Following pre-incubation of the mixture of 1 mmol/l TEA and 10−4 mol/l PE for 20 min to a steady state, the vessel diameters of SHR and WKY rats were 231.62±5.26 and 239.75±7.04 µm, respectively. Successively adding RMF formulated by 1 mmol/l TEA and 10−4 mol/l PE from a low to high concentration to the chamber, it was identified that the diastolic range of SHR by 10−9-10−5 mol/l RMF was 3.74±0.59, 8.58±2.67, 12.14±3.05, 15.89±4.07 and 11.37±5.39 µm, respectively (Fig. 1D); while the diastolic amplitude of WKY rats with 10−10-10−6 mol/l RMF was 6.78±1.26, 13.34±1.94, 15.59±2.09, 16.34±2.37 and 13.49±2.53 µm, respectively (Fig. 1C). Although different concentrations of RMF produced diastolic effects on BAs in a dose-dependent manner, compared with no administration of TEA, the relaxation rate curve of SHR shifted down during 10−8-10−5 mol/l, and a statistically significant difference was identified at the concentrations of 10−7 and 10−6 mol/l (n=7; F=15.47; P<0.05; Fig. 1G). However, the vasodilation rate curve of WKY rats significantly shifted down during 10−9-10−6 mol/l, and the statistical difference was observed with the concentrations of 10−8 and 10−7 mol/l (n=6; F=22.36; P<0.05; Fig. 1G). These indicated that CBA of SHR and WKY rats were relaxed by RMF, which was associated with the opening of BKCa channels. Prior and subsequent to incubation with TEA, the EC50 value of CBA of SHR relaxed by RMF were (4.32±1.22)x10−9 mol/l and (7.54±3.17)x10−9 mol/l, and the difference between them was not statistically significant (n=7; P>0.05; Fig. 1G); while the EC50 value of WKY rats by RMF were (3.09±0.58)x10−10 mol/l and (2.26±0.55)x10−10 mol/l, and neither was statistically different (n=6; P>0.05; Fig. 1G).
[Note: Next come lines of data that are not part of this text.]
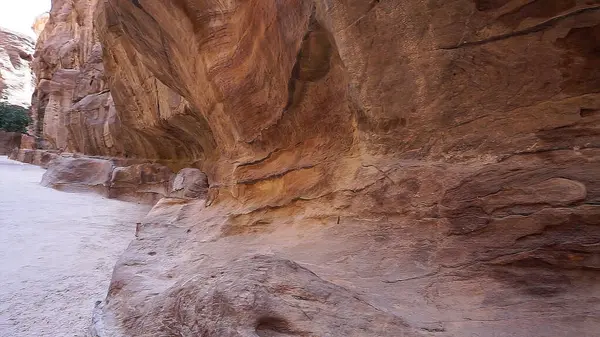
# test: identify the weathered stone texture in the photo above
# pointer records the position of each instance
(428, 166)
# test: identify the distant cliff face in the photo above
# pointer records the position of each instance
(433, 163)
(16, 78)
(40, 23)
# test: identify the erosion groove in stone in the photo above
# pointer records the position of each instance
(334, 168)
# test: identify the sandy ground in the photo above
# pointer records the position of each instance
(57, 251)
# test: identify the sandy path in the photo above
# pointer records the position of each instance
(57, 251)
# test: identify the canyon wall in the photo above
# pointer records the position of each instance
(16, 78)
(375, 168)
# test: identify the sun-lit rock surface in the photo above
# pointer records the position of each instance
(16, 78)
(435, 161)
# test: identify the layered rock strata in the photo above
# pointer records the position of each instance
(374, 168)
(16, 77)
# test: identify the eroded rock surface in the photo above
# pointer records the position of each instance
(9, 141)
(436, 161)
(16, 77)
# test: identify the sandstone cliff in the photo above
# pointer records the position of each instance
(375, 168)
(16, 78)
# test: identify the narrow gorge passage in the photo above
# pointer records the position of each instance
(57, 250)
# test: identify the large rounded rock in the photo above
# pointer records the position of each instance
(78, 174)
(189, 183)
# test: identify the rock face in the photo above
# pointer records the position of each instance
(16, 78)
(426, 166)
(9, 141)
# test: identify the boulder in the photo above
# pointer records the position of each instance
(142, 182)
(78, 175)
(189, 183)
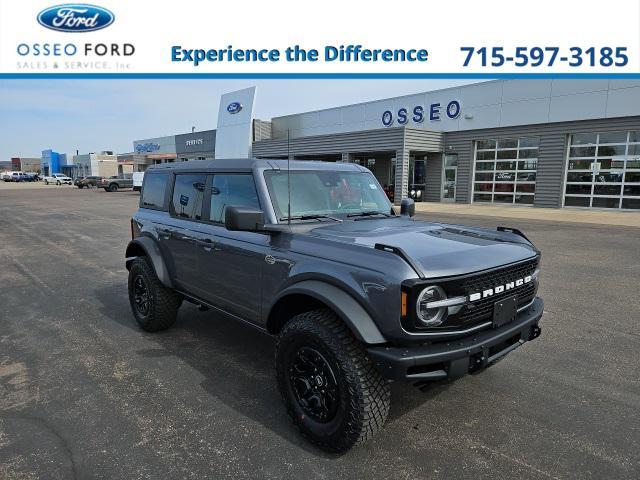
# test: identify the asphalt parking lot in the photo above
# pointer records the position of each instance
(85, 394)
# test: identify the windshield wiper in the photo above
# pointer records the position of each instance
(370, 213)
(309, 217)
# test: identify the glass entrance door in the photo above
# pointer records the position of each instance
(449, 176)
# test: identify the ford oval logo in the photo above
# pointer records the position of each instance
(234, 107)
(75, 17)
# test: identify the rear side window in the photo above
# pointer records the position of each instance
(234, 190)
(154, 191)
(188, 193)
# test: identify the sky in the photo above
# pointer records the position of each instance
(97, 115)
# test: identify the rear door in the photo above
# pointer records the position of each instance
(182, 231)
(231, 262)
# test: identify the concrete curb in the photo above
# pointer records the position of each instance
(599, 217)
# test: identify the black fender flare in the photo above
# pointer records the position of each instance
(343, 304)
(152, 251)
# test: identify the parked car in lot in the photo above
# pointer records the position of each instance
(113, 184)
(58, 179)
(31, 177)
(13, 176)
(138, 177)
(357, 294)
(86, 182)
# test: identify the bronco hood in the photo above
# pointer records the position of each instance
(438, 250)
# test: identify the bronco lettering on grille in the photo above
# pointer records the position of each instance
(500, 288)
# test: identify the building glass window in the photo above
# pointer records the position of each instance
(506, 170)
(603, 170)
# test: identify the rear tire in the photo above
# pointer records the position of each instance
(154, 306)
(330, 388)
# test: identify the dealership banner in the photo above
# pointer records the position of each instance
(489, 38)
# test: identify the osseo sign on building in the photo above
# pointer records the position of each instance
(433, 112)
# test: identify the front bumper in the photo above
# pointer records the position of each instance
(455, 358)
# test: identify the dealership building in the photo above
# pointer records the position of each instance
(540, 142)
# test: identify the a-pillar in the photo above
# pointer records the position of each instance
(402, 176)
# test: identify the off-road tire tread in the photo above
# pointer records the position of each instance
(164, 301)
(370, 393)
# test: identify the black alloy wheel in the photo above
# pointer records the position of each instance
(314, 384)
(141, 295)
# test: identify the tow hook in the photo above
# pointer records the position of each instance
(535, 332)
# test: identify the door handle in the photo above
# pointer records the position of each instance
(207, 244)
(165, 233)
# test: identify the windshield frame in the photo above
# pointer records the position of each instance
(324, 216)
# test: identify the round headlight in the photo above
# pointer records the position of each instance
(431, 317)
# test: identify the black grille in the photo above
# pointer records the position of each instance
(482, 310)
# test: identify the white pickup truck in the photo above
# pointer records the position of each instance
(57, 178)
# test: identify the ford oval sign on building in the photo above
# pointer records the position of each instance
(234, 107)
(75, 17)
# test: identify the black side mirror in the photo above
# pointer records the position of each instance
(407, 207)
(243, 219)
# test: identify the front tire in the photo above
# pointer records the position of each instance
(330, 388)
(154, 306)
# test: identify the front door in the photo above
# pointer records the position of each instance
(449, 177)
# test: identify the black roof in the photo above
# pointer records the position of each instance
(239, 164)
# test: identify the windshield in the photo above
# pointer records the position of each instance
(325, 193)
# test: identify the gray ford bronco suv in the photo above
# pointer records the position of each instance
(356, 293)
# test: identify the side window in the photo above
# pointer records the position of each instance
(236, 190)
(188, 192)
(153, 191)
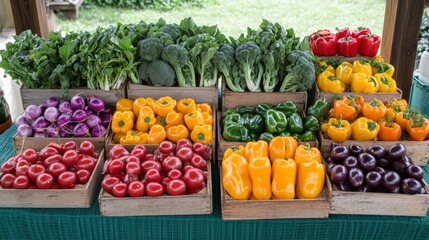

RMF relaxed CBA, which was not related to Kv channel

Following pre-incubation of BA with the mixture of 1 mmol/l 4-AP and 10−4 mol/l PE for 20 min to a steady state, the diameters of SHR and WKY rats were 257.67±5.36 and 273.93±12.79 µm, respectively. Subsequently, RMF that had been prepared with 1 mmol/l 4-AP and 10−4 mol/l PE was added to the chamber from a low to high concentration, and it was identified that the diastolic amplitudes of BA of SHR with 10−9-10−5 mol/l RMF were 6.73±0.77, 17.12±4.48, 22.64±4.99, 27.6±5.36 and 26.20±6.07 µm, respectively (Fig. 1F); while the diastolic range of WKY rats with 10−10-10−6 mol/l RMF were 7.43±1.72, 17.71±3.51, 25.63±4.33, 34.93±5.25 and 29.66±4.53 µm, respectively (Fig. 1E). Different concentrations of RMF still caused diastolic reactions on the vessels of SHR and WKY rats in a dose-dependent manner. Compared with pre-incubation without 4-AP, the diastolic rate curves of SHR and WKY rats marginally moved down, and no significant difference was observed (n=6 and 9; F=2.13 and 2.59; P>0.05; Fig. 1G). Prior and subsequent to incubation with 4-AP, the EC50 values of RMF on BA of SHR were (4.32±1.22)x10−9 mol/l and (4.12±1.16)x10−9 mol/l, and the difference between them was not statistically significant (n=6; P>0.05; Fig. 1G). The EC50 values of WKY rats produced by RMF were (3.09±0.58)x10−10 mol/l and (10.75±3.41)x10−10 mol/l, and neither were statistically different (n=9; P>0.05; Fig. 1G).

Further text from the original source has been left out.